Well, that was one lily white awards show, wasn’t it? Not a single Black actor nominated. Not a single Black project nominated. Just a bunch of white people congratulating themselves. We had white fighters, white ballerinas, white royalty, white television execs, white cowboys…white, white, white. Why?

Really? There wasn’t a single Black actor who deserved recognition? Because the American Black Film Festival found plenty of men and women to honor.

It isn’t right. The disparity isn’t right. And we can’t keep trotting Eva Longoria out to show that we have Latin diversity either. Where were the Latin actors? The Hispanic actors? The Asian actors? I know they are on television because I see them. Where are their nominations?

I’m a little worried that this whole post is ignorant. Or will come off as ignorance. Thing is, I am ashamed to be even historically associated with people who were, or might have been involved in anything like this. I finally understand what there is to be ashamed of, and that Southern Born and Southern Bred chip I’ve carried…wow. I could no more wear a watch that played Dixie now, than the man in the moon. (I owned one when I was ten. Grandma bought it for me.

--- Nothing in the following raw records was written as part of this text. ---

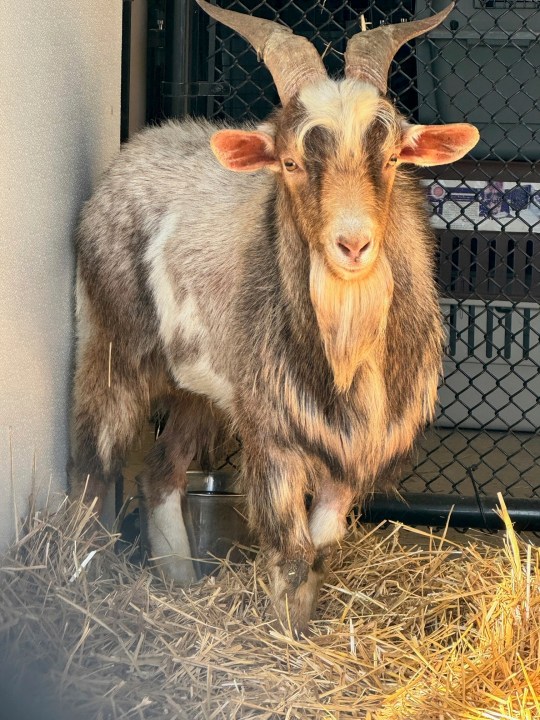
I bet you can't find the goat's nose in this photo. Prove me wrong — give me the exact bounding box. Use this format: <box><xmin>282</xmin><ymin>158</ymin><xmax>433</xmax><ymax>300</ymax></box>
<box><xmin>336</xmin><ymin>235</ymin><xmax>370</xmax><ymax>260</ymax></box>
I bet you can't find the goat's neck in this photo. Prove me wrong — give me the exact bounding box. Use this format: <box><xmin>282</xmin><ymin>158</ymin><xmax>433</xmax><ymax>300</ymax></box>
<box><xmin>277</xmin><ymin>191</ymin><xmax>393</xmax><ymax>392</ymax></box>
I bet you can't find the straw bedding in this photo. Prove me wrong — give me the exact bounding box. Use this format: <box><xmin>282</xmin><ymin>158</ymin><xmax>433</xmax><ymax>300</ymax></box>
<box><xmin>0</xmin><ymin>496</ymin><xmax>540</xmax><ymax>720</ymax></box>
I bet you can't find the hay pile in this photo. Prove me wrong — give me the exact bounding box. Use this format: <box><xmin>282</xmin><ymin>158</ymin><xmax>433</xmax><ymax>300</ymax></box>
<box><xmin>0</xmin><ymin>496</ymin><xmax>540</xmax><ymax>720</ymax></box>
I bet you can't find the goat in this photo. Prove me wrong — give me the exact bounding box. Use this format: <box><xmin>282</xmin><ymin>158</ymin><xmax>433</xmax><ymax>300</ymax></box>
<box><xmin>70</xmin><ymin>0</ymin><xmax>478</xmax><ymax>632</ymax></box>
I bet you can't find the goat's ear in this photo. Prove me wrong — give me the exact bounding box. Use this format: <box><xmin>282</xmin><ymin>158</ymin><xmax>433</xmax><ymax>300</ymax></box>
<box><xmin>399</xmin><ymin>123</ymin><xmax>480</xmax><ymax>166</ymax></box>
<box><xmin>210</xmin><ymin>130</ymin><xmax>279</xmax><ymax>172</ymax></box>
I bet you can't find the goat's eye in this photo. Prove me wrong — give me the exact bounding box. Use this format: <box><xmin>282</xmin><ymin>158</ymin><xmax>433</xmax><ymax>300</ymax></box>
<box><xmin>283</xmin><ymin>158</ymin><xmax>298</xmax><ymax>172</ymax></box>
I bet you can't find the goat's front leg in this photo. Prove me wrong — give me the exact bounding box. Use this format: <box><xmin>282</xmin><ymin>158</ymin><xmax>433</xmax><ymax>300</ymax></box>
<box><xmin>244</xmin><ymin>445</ymin><xmax>324</xmax><ymax>633</ymax></box>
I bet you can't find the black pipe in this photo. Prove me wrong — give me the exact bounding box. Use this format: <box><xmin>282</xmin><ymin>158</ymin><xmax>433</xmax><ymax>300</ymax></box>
<box><xmin>360</xmin><ymin>493</ymin><xmax>540</xmax><ymax>531</ymax></box>
<box><xmin>120</xmin><ymin>0</ymin><xmax>132</xmax><ymax>142</ymax></box>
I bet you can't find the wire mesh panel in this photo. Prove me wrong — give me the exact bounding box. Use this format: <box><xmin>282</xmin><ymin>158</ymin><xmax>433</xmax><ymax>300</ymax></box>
<box><xmin>147</xmin><ymin>0</ymin><xmax>540</xmax><ymax>524</ymax></box>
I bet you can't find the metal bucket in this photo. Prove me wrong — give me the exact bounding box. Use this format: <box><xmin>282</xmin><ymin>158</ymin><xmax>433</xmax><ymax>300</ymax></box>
<box><xmin>186</xmin><ymin>470</ymin><xmax>251</xmax><ymax>577</ymax></box>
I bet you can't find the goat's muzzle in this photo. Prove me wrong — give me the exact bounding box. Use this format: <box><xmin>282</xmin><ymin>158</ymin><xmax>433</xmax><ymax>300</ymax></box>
<box><xmin>329</xmin><ymin>233</ymin><xmax>376</xmax><ymax>276</ymax></box>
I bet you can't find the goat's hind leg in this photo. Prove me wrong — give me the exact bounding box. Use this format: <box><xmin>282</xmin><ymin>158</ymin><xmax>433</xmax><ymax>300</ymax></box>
<box><xmin>69</xmin><ymin>336</ymin><xmax>148</xmax><ymax>513</ymax></box>
<box><xmin>142</xmin><ymin>392</ymin><xmax>225</xmax><ymax>585</ymax></box>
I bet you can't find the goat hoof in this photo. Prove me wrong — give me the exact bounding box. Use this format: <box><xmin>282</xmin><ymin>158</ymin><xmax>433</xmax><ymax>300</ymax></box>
<box><xmin>151</xmin><ymin>557</ymin><xmax>197</xmax><ymax>587</ymax></box>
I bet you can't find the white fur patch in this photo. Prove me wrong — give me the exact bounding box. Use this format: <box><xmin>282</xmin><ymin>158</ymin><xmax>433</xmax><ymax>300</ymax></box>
<box><xmin>97</xmin><ymin>424</ymin><xmax>114</xmax><ymax>471</ymax></box>
<box><xmin>145</xmin><ymin>215</ymin><xmax>184</xmax><ymax>345</ymax></box>
<box><xmin>148</xmin><ymin>490</ymin><xmax>196</xmax><ymax>584</ymax></box>
<box><xmin>178</xmin><ymin>294</ymin><xmax>204</xmax><ymax>340</ymax></box>
<box><xmin>309</xmin><ymin>503</ymin><xmax>346</xmax><ymax>548</ymax></box>
<box><xmin>174</xmin><ymin>355</ymin><xmax>234</xmax><ymax>410</ymax></box>
<box><xmin>297</xmin><ymin>79</ymin><xmax>396</xmax><ymax>151</ymax></box>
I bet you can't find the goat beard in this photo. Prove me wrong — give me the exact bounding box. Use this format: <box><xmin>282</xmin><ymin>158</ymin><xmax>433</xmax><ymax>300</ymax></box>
<box><xmin>310</xmin><ymin>251</ymin><xmax>394</xmax><ymax>393</ymax></box>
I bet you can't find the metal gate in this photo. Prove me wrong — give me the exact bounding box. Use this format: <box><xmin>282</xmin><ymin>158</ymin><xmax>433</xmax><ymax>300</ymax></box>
<box><xmin>148</xmin><ymin>0</ymin><xmax>540</xmax><ymax>529</ymax></box>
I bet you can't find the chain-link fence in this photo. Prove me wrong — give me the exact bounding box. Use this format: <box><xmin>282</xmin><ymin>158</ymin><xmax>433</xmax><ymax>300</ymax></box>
<box><xmin>144</xmin><ymin>0</ymin><xmax>540</xmax><ymax>527</ymax></box>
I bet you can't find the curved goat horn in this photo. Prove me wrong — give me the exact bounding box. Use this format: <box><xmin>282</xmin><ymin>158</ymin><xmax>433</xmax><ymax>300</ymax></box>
<box><xmin>197</xmin><ymin>0</ymin><xmax>327</xmax><ymax>105</ymax></box>
<box><xmin>345</xmin><ymin>2</ymin><xmax>455</xmax><ymax>95</ymax></box>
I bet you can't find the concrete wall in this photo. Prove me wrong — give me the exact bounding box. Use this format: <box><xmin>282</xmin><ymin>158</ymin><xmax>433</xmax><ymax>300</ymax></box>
<box><xmin>129</xmin><ymin>0</ymin><xmax>148</xmax><ymax>136</ymax></box>
<box><xmin>0</xmin><ymin>0</ymin><xmax>122</xmax><ymax>547</ymax></box>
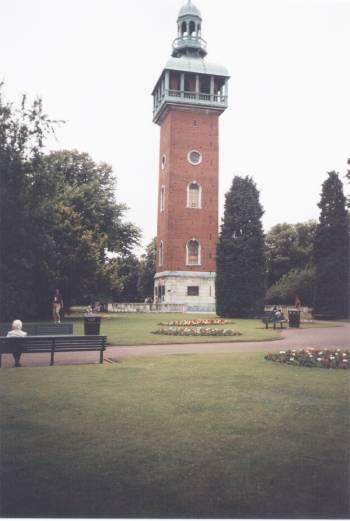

I got mad when my mother suggested it was offensive, and wouldn’t let me wear it to school.)

I can’t be sorry for what was lost in the South, not only because all that antebellum romance was never destined to be mine. If the South had been successful in its bid to secede, it is highly likely that I would be living in a trailer somewhere in north Florida, drinking a Pabst and watching my three year old run around the front yard in a dirty diaper, yelling things like, “Little Stonewall Lee! Don’t git too far. Them gators are out there! Now come ‘ere. Diddy’s done brought us some squirrel to eat!”

But also because, you know what? I would still have had the right to vote. Because, by accident of nature, I am white. So there’s the thing right there. Well, maybe not. I am a woman, and women didn’t get the right to vote until well after the Civil War. But I would have had rights as a free born citizen.

That is not the truth for what would have happened to Blacks, had the South won. It would not have been a win for them. And that’s why the Rebel flag is so offensive. And that’s why Gone with the Wind is so offensive. And that’s why–that’s why it is important for people like me to educate ourselves, so we can stop talking like fools, and start making real progress.